Monday, February 21, 2005

Suicide, Skiing and Books

Hunter S Thompson committed suicide on Sunday. I remember reading, Fear and Loathing In Las Vegas, about twenty six years ago back in University. Gosh that makes me sound old, anyhow I was young, gullible and naïve, barely understanding much of what I was reading but, enjoying it immensely. Unfortunately or fortunately, depending on how you look at it, both my children who are young but neither naïve or gullible have enjoyed watching the movie more than once. I suspect none of it is going over their heads.

Sunday was a beautiful sunny day to get outside. I went Tele skiing, unfortunately forgetting my camera. We drove down towards Barkerville turning off at the Peters Creek road which was ploughed for a change. We spent the day climbing the logged out slopes and skiing down or in my case practicing tele skiing and falling down. At one point I decided the hell with tele skiing. I started hanging out the with the younger members of our group practicing jumps and comparing how much air we were able to get. Apart from the tempoary noise of about twenty snowmobilers, whom we managed to chase off, It was a very relaxing day.

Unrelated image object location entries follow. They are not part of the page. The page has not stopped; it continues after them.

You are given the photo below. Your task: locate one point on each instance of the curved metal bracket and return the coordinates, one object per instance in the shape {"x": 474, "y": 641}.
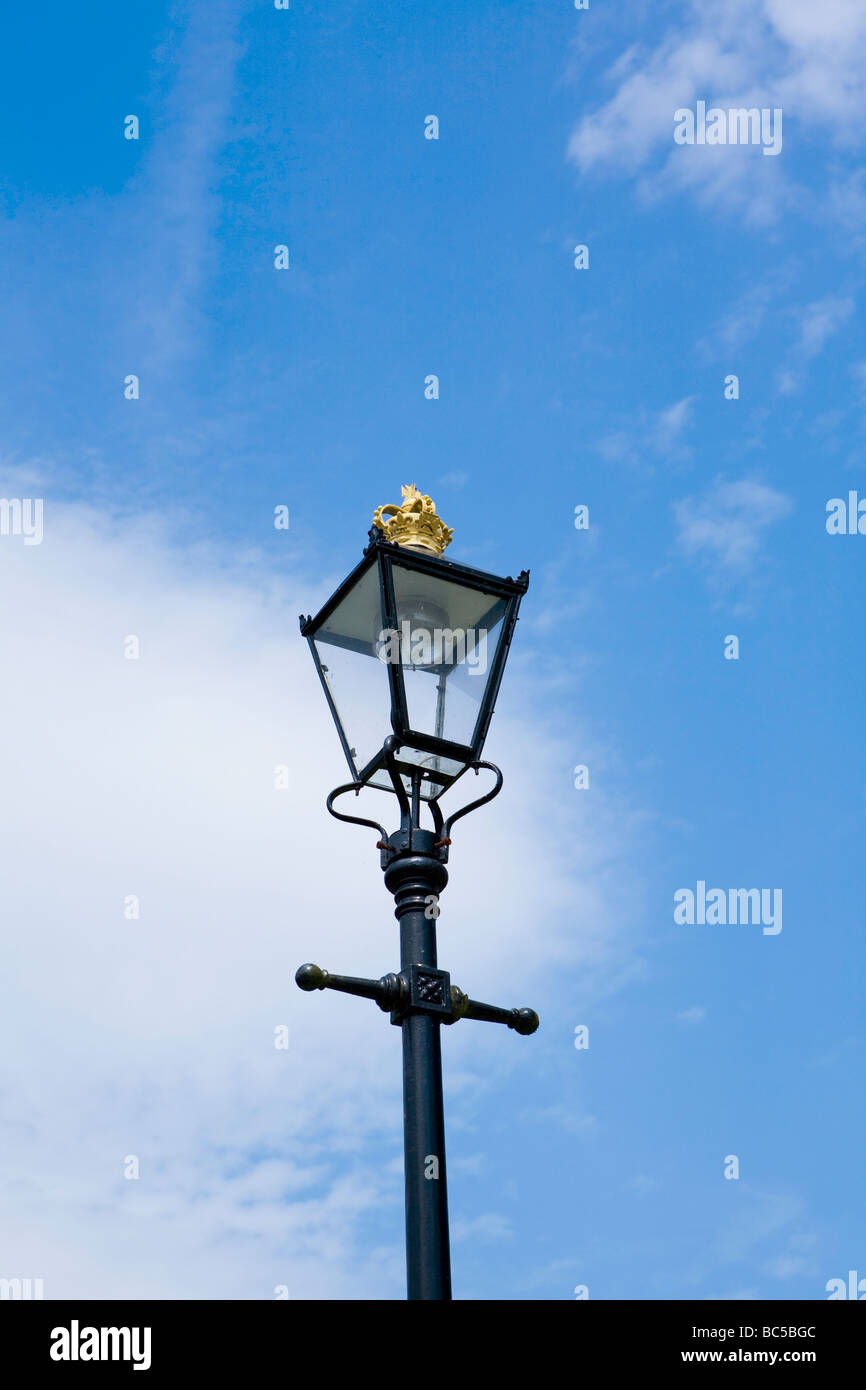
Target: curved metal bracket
{"x": 389, "y": 747}
{"x": 355, "y": 820}
{"x": 473, "y": 805}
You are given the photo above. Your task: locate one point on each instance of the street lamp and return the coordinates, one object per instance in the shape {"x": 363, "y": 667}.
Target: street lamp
{"x": 410, "y": 652}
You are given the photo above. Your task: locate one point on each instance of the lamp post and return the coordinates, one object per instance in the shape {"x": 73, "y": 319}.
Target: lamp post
{"x": 410, "y": 652}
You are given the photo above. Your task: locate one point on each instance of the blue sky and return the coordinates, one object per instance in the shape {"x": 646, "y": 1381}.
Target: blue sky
{"x": 558, "y": 387}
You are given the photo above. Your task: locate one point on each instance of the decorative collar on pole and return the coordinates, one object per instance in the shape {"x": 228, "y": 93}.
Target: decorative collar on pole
{"x": 414, "y": 523}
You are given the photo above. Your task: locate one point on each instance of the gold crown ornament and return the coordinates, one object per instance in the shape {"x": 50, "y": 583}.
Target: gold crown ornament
{"x": 414, "y": 523}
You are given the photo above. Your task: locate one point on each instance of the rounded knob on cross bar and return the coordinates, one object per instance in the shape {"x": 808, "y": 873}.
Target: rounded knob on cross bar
{"x": 310, "y": 977}
{"x": 526, "y": 1022}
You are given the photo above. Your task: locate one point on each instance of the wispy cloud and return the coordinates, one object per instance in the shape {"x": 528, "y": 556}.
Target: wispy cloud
{"x": 726, "y": 526}
{"x": 793, "y": 54}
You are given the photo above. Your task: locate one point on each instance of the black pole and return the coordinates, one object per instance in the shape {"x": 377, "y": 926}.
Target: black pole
{"x": 416, "y": 880}
{"x": 420, "y": 1000}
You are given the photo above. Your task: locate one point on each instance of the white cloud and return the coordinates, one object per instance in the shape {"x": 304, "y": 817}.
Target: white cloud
{"x": 154, "y": 1037}
{"x": 804, "y": 59}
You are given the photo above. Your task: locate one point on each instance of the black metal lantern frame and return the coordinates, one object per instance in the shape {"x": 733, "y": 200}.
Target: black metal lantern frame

Not surprisingly, like best seller lists, and prize nomination lists, having your book nominated for Canada Reads vastly improves its sale. Two of the books, Leonard Cohen’s, Beautiful Losers and Margaret Atwoods, Oryx And Crake, I have already read. Out of the remaining three the one which appeals to me the most is Volkswagon Blues by Jaques Poulin.

Volkswagen Blues
by Jacques Poulin
translated by Sheila Fischman
published in 1984 by Cormorant Books
translated in 1988

Volkswagen Blues is a road story about a writer named Jack, in search of his brother, Théo. Jack picks up a hitchhiker, a young aboriginal woman, La Grande Sauterelle (named for her long, grasshopper-like legs) and her cat, Chop Suey. Together, they cut a circuitous trail from Montreal to San Francisco, and explore the history of European contact with the native people of the Americas. Their journey, written in a prose that has the half-sung and half-said quality of myth, also becomes a metaphor for the history of the French in North America. En route, the reader is introduced to a number of interesting and entertaining characters, including Sam Peckinpah, Saul Bellow, Al Capone and Auguste Renoir. Like many great novels, Volkswagen Blues is the journey of a man struggling to learn more about himself.

1 comment:

  1. “We cannot live for ourselves alone. Our lives are connected by a thousand invisible threads, and along these sympathetic fibers, our actions run as causes and return to us as results.”